Mani e braccia sono le parti del corpo più vulnerabili negli incidenti sul lavoro o in auto: sui 480mila traumi registrati ogni anno in Italia l'85% riguarda proprio gli arti superiori. E le tecniche chirurgiche si affinano sempre di più, per restituire non solo la funzionalità ma anche 'bellezza' alla mano, grazie anche a metodi presi in 'prestito' dalla chirurgia estetica. A presentare le novità di microchirurgia, ancora scarsamente utilizzata in caso di traumi alle mani, il corso di aggiornamento medico teletrasmesso, sabato 24 novembre, all'European Hospital di Roma e all'Hesperia Hospital di Modena ''Chirurgia riparativa dei tessuti cutanei della mano e delle malformazioni congenite''. L'incontro sarà trasmesso in collaborazione con la rete tematica 'Tele Salute'.
''Nella microchirurgia della mano bellezza e funzionalità - spiega Raffaella Garofalo, primario della divisione di chirurgia plastica ricostruttiva e microchirurgia dell'Aurelia Hospital di Roma - vanno a braccetto. E' difficile vedere un buon risultato estetico con una cattiva funzionalità, perchè il chirurgo che ha attenzione al particolare esteriore, spesso è anche più preciso''. Le nuove tecniche, dunque, lasciano pochi segni. La microchirurgia, basata sulla ricostruzione con vasi sempe più piccoli (i cosiddetti vasi perforanti), permette, infatti, di trapiantare tessuti dello stesso organismo del paziente senza sacrificare zone importanti. La mano può essere rivestita, ad esempio, con un tessuto prelevato sotto i capelli, attraverso la stessa invisibile cicatrice usata per il lifting.

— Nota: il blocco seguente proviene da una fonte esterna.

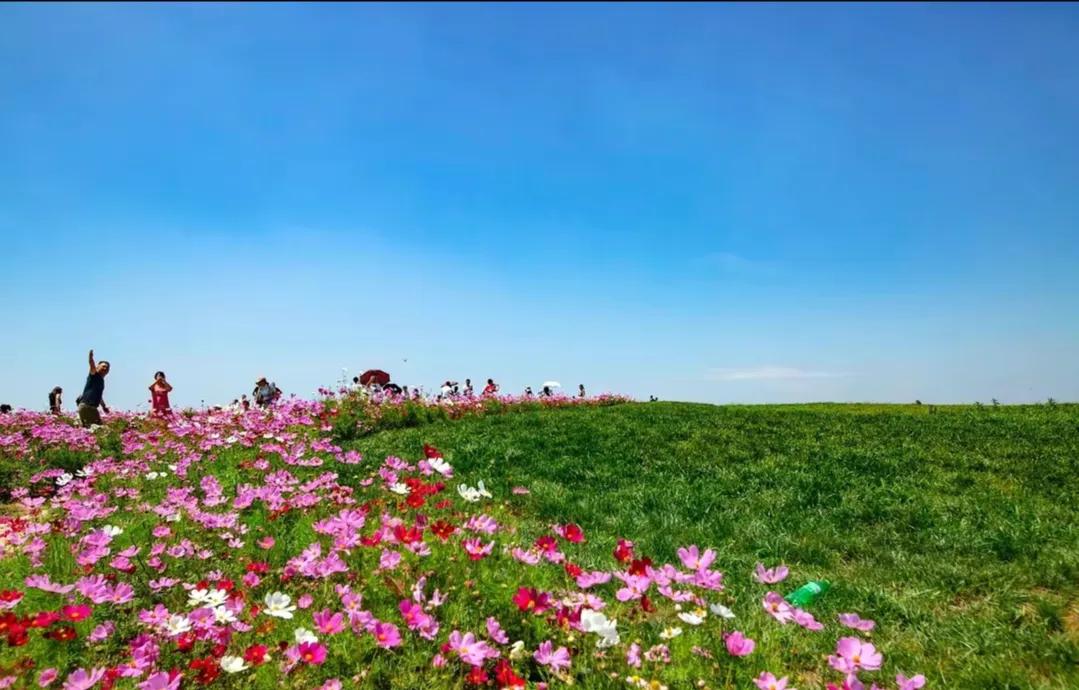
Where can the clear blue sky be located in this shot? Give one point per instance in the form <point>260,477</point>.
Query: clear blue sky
<point>748,203</point>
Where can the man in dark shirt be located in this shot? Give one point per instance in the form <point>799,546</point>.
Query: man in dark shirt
<point>93,393</point>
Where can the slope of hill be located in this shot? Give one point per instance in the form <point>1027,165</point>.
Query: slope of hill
<point>958,527</point>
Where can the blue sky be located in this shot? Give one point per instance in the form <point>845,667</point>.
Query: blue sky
<point>722,203</point>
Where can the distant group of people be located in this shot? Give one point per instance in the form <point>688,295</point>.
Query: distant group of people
<point>265,393</point>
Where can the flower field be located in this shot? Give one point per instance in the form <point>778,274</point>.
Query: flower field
<point>257,550</point>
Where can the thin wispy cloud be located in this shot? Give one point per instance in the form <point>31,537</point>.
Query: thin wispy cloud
<point>768,374</point>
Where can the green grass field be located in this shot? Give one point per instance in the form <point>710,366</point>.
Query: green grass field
<point>958,530</point>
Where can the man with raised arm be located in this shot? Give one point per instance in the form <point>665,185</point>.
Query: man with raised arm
<point>93,393</point>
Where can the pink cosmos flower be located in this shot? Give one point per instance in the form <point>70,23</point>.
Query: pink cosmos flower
<point>910,684</point>
<point>768,681</point>
<point>738,645</point>
<point>557,660</point>
<point>472,651</point>
<point>80,679</point>
<point>388,559</point>
<point>477,549</point>
<point>386,635</point>
<point>778,608</point>
<point>857,622</point>
<point>770,577</point>
<point>586,580</point>
<point>692,558</point>
<point>636,586</point>
<point>328,622</point>
<point>161,680</point>
<point>852,654</point>
<point>313,653</point>
<point>494,632</point>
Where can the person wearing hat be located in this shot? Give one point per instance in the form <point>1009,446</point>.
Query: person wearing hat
<point>93,393</point>
<point>264,392</point>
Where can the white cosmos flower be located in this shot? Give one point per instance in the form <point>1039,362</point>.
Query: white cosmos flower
<point>693,618</point>
<point>223,616</point>
<point>473,495</point>
<point>440,465</point>
<point>517,650</point>
<point>177,624</point>
<point>670,633</point>
<point>207,597</point>
<point>596,622</point>
<point>233,664</point>
<point>278,605</point>
<point>721,610</point>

''In questo modo - continua la Garofalo - si riempie il vuoto lasciato dal trauma con la 'toppa' giusta, prelevata dello stesso paziente e con ottimi risultati estetici e funzionali''. E' possibile, inoltre, mascherare piccole amputazioni delle dita facendo ricrescere l'unghia in modo mirato, o trapiantare sulla mano le dita dei piedi.
''Oggi - aggiunge l'esperta - anche dopo seri incidenti alle mani è possibile ritornare alla normalità in tempi brevi. Sono più rapidi gli interventi ed è più veloce l'avvio alla riabilitazione''. Non sempre, però, nel caso di incidenti alle mani, si ricorre alla microchirurgia d'urgenza.
''In Italia - conclude l'esperta - ci sono diversi centri adeguatamente preparati. Ed esiste, a Modena, un coordinamento di emergenza microchirurgica, in grado di indicare le disponibilità ad operare d'urgenza nelle diverse strutture. Lo scorso anno, però, ha ricevuto solo 400/500 chiamate e soprattutto dal Nord''. Un numero limitato al fronte dei numerosi incidenti che colpiscono le mani e che necessitano di un intervento immediato.